Il paraît que ces embryons animaux hybrides, comportant des cellules souches humaines ouvriraient d'immenses perspectives médicales, depuis le traitement de maladies dégénératives jusqu'à la création d'organes destinés à des greffes. C’est possible.
Mais est-ce bien raisonnable ?
Les Instituts américains de santé (NIH), se sont tout de même posés la question il y a un an, et proposent aujourd’hui de lever le moratoire après avoir consulté des chercheurs, des biologistes et – tenez-vous bien – des spécialistes du bien-être des animaux.
Le NIH envisagerait d'autoriser les expériences "où des cellules humaines pourraient apporter soit une contribution substantielle soit une modification fonctionnelle substantielle au cerveau de l'animal", selon un communiqué publié le 4/08/16.
Il est certain que les animaux devraient nous être reconnaissants et flattés d’être porteurs de cellules humaines et nager dans la joie avant de nager dans leur sang.
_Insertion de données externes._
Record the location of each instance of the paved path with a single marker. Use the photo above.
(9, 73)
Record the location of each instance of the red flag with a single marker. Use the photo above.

Dans le communiqué, l’argument avancé est assez inquiétant : améliorer le fonctionnement du cerveau de l’animal ! D’une part, ne serait-il plus urgent d’améliorer le fonctionnement du cerveau d’une grande partie de l’humanité ? D’autre part, ne faut-il pas craindre que des rats chimériques ne finissent par bouffer les chercheurs ? Et ils l’auront bien cherché.
Le NIH prendra sa décision finale qu’après avoir pris connaissance des commentaires en ligne sur ce sujet de la part des spécialistes et du grand public pendant une période de 30 jours.
Mon commentaire serait le suivant : on sait ce qui peut arriver aux créateurs de monstres.